> On Jun 28, 2015, at 18:35, Philip Guenther <guent...@gmail.com> wrote:
> 
> On Sun, Jun 28, 2015 at 4:27 PM, Chris Bennett
> <chrisbenn...@bennettconstruction.us> wrote:
>> On Mon, Jun 29, 2015 at 12:56:04AM +0200, nerv wrote:
>>> On Sun, 28 Jun 2015 17:39:18 -0500
>>> Chris Bennett <chrisbenn...@bennettconstruction.us> wrote:
>>> 
>>>> I had 4 different hardrives that were failing.
>>>> I bought a 2TB usb drive to back up all the home folders.
>>>> 
>>>> I now would like to cp all of the folders and files to another empty
>>>> partition.
>>>> 
>>>> But I don't want to overwrite any files with same name but different
>>>> content.
>>>> 
>>>> For example:
>>>> 
>>>> /homeX/index.html to /homePerfect
>>>> /homeY/index.html to /homePerfect
>>>> 
>>>> both have same name but different contents.
>>>> 
>>>> I googled but couldn't find any solutions.
>>>> Ideally I would like a list of failed file copies.
>>>> 
>>>> Any ideas or scripts or ports?
>>>> Browsing through 4 home folders is a nightmare.
>>>> 
>>>> Chris Bennett
>>>> 
>>> 
>>> If you can't find a switch for cp you may have an easier time using
>>> rsync, but I'm not too familiar with it so I couldn't tell you
>>> what switches to use (It may be able to natively do what you're asking
>>> however).
>>> Writing a script for it using cp should be quite easy, for each of the
>>> partition have the script recursively go into all folders and copy the
>>> files after verifying if the name already exists in the target
>>> partition. If it does, compare checksums,
>>> same checksum : do nothing and go to the next file,
>>> different checksum : copy and append a number to its name (or append to
>>> it a name for the source partition).
>> 
>> I looked at rsync and cp and gnu cp.
>> noclobber just won't do what I want.
>> 
>> Using checksums seems like a good part of the answer, but name changing
>> would be very complicated.

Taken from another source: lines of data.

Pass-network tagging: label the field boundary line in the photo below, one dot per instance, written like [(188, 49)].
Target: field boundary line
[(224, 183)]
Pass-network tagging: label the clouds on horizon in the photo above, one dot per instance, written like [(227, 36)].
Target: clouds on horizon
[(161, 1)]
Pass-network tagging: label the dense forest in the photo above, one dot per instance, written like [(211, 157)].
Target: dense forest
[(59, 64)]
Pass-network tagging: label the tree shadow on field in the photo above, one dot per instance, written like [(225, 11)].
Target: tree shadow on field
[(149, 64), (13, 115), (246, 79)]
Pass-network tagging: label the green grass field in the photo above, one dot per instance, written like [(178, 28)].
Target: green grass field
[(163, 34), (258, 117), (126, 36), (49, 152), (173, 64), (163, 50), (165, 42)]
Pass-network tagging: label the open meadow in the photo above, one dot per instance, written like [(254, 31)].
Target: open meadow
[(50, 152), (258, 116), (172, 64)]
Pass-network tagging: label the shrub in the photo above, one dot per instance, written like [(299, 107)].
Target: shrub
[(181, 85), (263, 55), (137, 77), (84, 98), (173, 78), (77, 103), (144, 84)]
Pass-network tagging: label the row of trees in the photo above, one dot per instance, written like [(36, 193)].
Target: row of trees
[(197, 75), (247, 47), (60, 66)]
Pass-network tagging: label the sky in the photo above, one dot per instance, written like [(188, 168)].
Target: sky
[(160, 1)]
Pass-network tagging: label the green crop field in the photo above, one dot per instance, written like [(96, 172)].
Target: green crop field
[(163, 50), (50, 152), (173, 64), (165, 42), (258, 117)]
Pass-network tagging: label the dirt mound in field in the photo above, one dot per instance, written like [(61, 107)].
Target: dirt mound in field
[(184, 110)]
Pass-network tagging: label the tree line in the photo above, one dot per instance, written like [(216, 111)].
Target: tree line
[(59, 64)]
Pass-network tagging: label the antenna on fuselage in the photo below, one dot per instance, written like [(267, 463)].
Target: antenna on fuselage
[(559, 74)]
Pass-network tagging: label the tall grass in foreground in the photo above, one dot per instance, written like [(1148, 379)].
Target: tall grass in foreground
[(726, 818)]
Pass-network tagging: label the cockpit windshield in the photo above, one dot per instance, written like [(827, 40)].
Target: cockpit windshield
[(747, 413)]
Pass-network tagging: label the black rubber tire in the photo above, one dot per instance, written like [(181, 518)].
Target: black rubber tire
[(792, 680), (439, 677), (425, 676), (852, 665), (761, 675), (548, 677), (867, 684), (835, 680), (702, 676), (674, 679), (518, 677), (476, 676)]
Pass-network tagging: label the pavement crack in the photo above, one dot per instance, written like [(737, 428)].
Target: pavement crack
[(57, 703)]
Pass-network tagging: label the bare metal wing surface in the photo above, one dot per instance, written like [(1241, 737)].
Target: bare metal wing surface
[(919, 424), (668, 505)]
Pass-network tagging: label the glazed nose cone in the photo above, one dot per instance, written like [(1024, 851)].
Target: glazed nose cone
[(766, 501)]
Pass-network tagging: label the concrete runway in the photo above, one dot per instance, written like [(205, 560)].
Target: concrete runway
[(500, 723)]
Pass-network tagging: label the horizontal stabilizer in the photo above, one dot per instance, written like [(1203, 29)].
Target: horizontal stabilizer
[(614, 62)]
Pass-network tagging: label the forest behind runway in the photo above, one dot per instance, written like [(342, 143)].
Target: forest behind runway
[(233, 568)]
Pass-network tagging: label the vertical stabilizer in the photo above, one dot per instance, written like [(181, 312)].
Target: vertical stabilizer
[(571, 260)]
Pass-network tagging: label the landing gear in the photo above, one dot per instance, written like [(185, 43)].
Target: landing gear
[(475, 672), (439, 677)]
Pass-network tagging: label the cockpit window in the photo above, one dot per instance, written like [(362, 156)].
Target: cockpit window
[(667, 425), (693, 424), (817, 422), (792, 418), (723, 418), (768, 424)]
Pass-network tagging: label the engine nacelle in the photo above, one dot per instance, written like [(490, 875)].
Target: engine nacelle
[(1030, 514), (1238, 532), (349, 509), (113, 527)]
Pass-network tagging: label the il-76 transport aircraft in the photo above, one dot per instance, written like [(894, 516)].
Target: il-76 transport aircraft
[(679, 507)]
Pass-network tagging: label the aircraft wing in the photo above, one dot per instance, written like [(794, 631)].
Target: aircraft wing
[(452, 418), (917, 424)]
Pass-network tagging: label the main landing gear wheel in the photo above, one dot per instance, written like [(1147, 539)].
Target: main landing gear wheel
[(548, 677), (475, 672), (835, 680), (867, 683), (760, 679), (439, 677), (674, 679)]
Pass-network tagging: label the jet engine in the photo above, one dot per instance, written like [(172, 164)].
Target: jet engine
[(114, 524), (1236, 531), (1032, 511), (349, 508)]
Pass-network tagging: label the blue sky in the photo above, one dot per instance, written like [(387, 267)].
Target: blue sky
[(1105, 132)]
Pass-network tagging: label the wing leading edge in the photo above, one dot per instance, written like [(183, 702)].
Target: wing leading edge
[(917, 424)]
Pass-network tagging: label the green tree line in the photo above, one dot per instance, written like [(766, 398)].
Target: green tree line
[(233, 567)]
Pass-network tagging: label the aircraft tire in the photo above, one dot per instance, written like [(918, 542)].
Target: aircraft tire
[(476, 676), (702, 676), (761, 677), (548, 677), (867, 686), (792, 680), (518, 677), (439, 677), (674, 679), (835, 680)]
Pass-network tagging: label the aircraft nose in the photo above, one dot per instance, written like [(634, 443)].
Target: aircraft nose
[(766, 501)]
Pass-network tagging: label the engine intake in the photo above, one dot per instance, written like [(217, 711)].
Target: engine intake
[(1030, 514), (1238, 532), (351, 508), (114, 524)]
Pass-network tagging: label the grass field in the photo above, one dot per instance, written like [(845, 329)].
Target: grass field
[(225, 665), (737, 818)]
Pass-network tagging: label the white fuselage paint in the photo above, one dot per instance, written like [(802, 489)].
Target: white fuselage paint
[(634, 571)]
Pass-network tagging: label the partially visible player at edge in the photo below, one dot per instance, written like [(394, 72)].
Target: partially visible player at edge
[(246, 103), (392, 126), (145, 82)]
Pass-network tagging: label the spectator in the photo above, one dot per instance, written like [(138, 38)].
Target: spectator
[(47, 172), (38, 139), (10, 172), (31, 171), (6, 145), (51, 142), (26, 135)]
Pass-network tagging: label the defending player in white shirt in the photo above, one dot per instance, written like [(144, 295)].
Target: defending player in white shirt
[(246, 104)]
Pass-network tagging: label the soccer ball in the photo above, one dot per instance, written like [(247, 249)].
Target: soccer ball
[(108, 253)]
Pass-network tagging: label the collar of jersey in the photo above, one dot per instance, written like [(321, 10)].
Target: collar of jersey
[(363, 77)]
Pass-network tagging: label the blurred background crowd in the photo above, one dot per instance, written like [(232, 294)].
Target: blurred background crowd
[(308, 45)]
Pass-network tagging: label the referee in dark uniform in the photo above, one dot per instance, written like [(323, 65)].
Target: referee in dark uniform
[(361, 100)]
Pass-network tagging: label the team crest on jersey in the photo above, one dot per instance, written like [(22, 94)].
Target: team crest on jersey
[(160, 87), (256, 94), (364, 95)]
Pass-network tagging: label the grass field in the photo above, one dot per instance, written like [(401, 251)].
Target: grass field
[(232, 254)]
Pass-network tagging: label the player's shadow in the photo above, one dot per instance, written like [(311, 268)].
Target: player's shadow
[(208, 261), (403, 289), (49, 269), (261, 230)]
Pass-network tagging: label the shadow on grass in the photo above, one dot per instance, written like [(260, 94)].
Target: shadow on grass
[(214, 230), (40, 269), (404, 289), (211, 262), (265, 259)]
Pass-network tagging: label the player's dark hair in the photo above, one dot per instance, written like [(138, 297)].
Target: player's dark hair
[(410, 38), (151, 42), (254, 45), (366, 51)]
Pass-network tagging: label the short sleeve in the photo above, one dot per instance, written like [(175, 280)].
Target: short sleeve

I have everything read-only except for
>> regular /home, /var, / and /tmp. I do some of my programming in /home
>> folder and I also have many html files. I already wrote software to
>> change file contents to new values, but that adds even more
>> complications for both of those areas.
>> 
>> And I want to do this for 4 home folders!!???
> 
> IMO, you're over thinking it.
> 
> Step 1) GET THE DATA OFF THE FAILING DRIVES.  Doing *anything* before
> that's done means you *want* to lose data.
> 
> Step 2) okay, *now* that the data is safe, compare files between trees
> and delete duplicates
> 
> Note that trying to dedup as it's copied will probably *increase* the
> number of times the data has to be read and thus increase the chance
> of lost data.
> 
> 
> Philip Guenther
> 

Agreed. Save your data first then merge.

rsync (pkgs) will help you with both steps:

For initial save:
# -a preserves dates, time and permissions
# -H preserves hard links <- can be memory intensive
# -v if you want to see each file by name
# --progress to see name + ETA
rsync -aH /mnt/failing_w/homes/ /mnt/2tb/w/
rsync -aH /mnt/failing_x/homes/ /mnt/2tb/x/
rsync -aH /mnt/failing_y/homes/ /mnt/2tb/y/
rsync -aH /mnt/failing_z/homes/ /mnt/2tb/z/

Merging:
rsync-ing with the --backup --backup-suffix options will backup
existing files into the same directory before copying changed.

Following is an example. I recommend reading the rsync man
page to understand the options first.

# disk w archive
rsync -aH /mnt/2tb/w/ /mnt/2tb/merged/

# disk x archive
# -b == --backup
#
# -c == --checksum
#
# set a backup suffix that means something to you and change
# it for each drive
rsync -aHcb /mnt/2tb/w/ /mnt/2tb/merged/ --backup-suffix=_x_sync.bak

Repeat changing disk and backup-suffix.

Another option is to just use --dry-run to see the differences.

rsync -aH /mnt/2tb/w/ /mnt/2tb/merged/

rsync -aHcv /mnt/2tb/x/ /mnt/2tb/merged/ --dry-run

Using --dry-run alone shows what has changed or been added.
Add --delete to see what doesn't exist as well.